As the Royal Commission into union corruption gets underway this week a number of figures say they are already facing inquiry, as details and evidence are leaked to the media.

Construction, Forestry, Mining and Energy Union (CFMEU) National Secretary Dave Noonan has indicated he believes the authorities behind the Commission are the ones leaking information.

He says he has asked the Australian Federal Police to investigate the possiblity of strategic leaks. 

Noonan says a recent report in Fairfax media outlet The Age twisted the facts into an allegation of corrupt conduct.

The Age ran a story claiming that Victorian CFMEU boss John Setka coerced Peter Chiavaroli, a developer on a project at the old Pentridge Prison in Melbourne, to hire his brother in law Anton Sucic in 2009 in an effort to bring more union influence to the site.

The reports claimed unions used backroom dealings to bully workers into joining, and pressured managers to get more non-members to sign up.

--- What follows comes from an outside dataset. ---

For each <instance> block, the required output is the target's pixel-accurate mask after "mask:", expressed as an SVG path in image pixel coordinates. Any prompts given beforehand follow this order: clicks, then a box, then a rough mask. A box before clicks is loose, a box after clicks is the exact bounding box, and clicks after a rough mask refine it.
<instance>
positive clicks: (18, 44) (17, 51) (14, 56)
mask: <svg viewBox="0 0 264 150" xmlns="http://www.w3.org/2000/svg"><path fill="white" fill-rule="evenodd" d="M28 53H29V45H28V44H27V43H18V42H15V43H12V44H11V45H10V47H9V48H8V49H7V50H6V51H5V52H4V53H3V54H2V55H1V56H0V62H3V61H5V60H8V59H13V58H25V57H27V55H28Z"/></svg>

But Mr Noonan says Mr Sucic was hired because there had just been a fatality at the site, and he was the best person to keep the project safe and on target.

“I think it is certainly true that Mr Setka arranged for a job at the Pentridge site for Mr Sucic who is a friend of his,” Noonan said in an interview with the ABC.

“Mr Sucic is also an experienced construction worker with over 20 years’ experience, a registered builder and is trained in occupational health and safety.

“As The Age note only in passing, this followed the tragic death of a worker on the construction site at Pentridge. And this is a situation where the union has insisted that steps be taken to make what was a grossly unsafe site safe.

“It is astonishing in the video that I have just watched this morning [on the Fairfax Media website] that Mr Mackenzie from Fairfax appears to regard the death of the worker as of less significance than the fact that the union took steps to make the site safe.

“We make no apologies for that.”

Victoria’s Minister for Industrial Relations Robert Clark says the accusations, true or not, need to be played out as part of important inquiries into an industry rife with “criminal misconduct”.